"Stop playing the fool and start taking life seriously," frets Fanda's wife, Emilie (Stella Zázvorková), who's busy counting coins to pay for their funerals.
Brodsky, a legendary Czech actor making his final film appearance here (he committed suicide last year, after a debilitating stroke), masterfully creates a character from little details; an ever-furrowed brow, a slightly amused twinkle in his dark eyes, an expression both sunny and a bit worried, as if he's making things up as he goes along. Watch him in the background during a scene in a florist's shop; he absently picks up a flower, holds it over his head like a shower, then quizzically to his ear like a phone. This man, we see, makes his own fun.
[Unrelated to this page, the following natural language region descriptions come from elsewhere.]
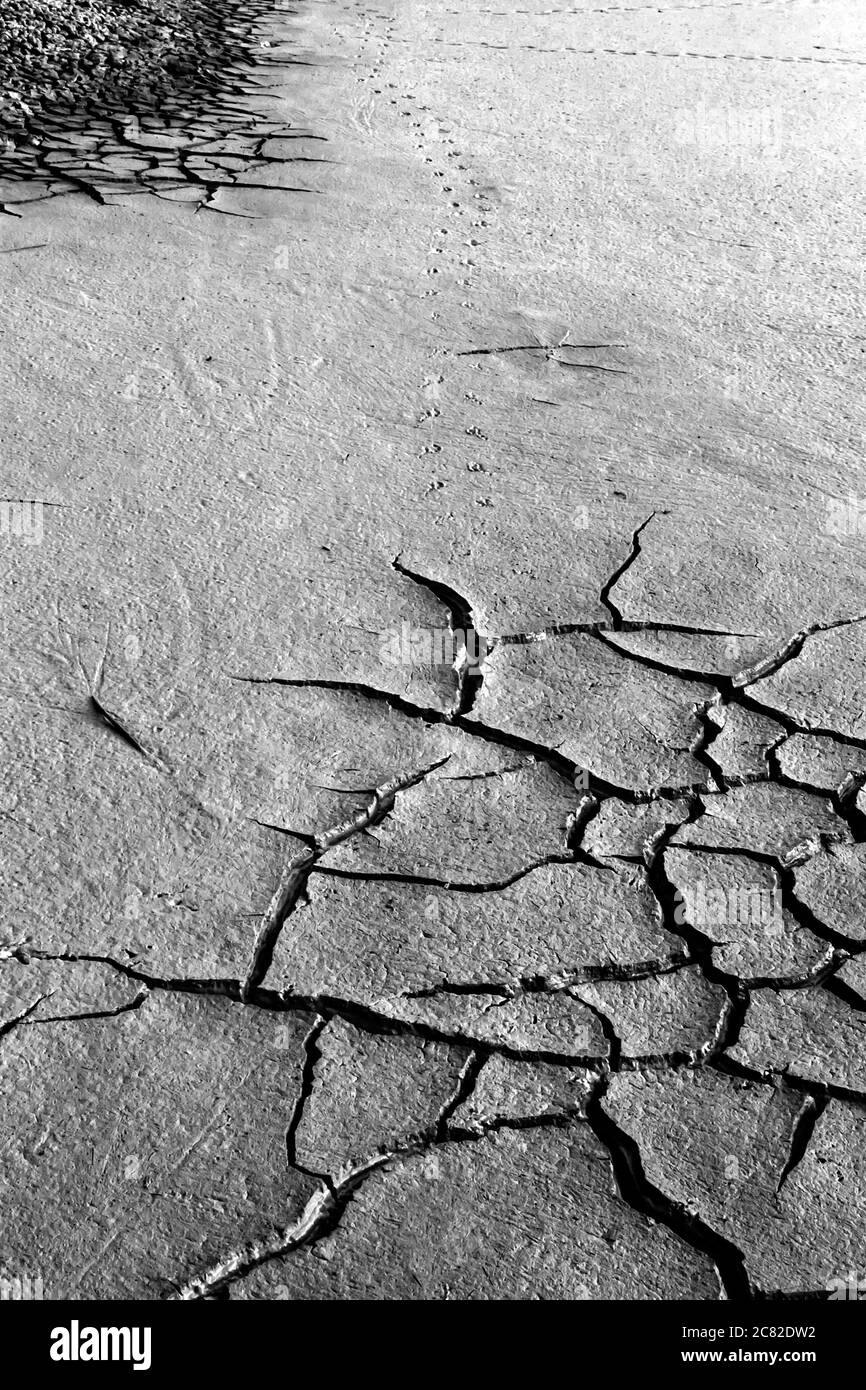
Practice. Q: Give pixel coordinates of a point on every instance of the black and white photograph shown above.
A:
(433, 795)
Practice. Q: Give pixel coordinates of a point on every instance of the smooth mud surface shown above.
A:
(434, 651)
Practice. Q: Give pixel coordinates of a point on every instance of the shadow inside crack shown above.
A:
(180, 114)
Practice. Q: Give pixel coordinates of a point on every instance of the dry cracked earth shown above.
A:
(434, 784)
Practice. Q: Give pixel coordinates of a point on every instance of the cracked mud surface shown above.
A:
(433, 811)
Director Vladimír Michálek keeps the film moving along neatly, and somewhere along the way pulls off a nifty little prank of his own: He turns "Autumn Spring" into a gentle story of love and kindness. "Good deeds pave the way to heaven," says Fanda, slipping some money (which he can ill afford to lose) under a vase in the home of an ailing friend. And, despite their differences, the bond between Fanda and Emilie is rock-solid; it's clear in the affectionate exasperation in Emilie's gaze, late in the film.
"When I scold him, he says I'm right, and he keeps on doing it," she says, and beneath her nagging tone, you can hear that she likes that just fine.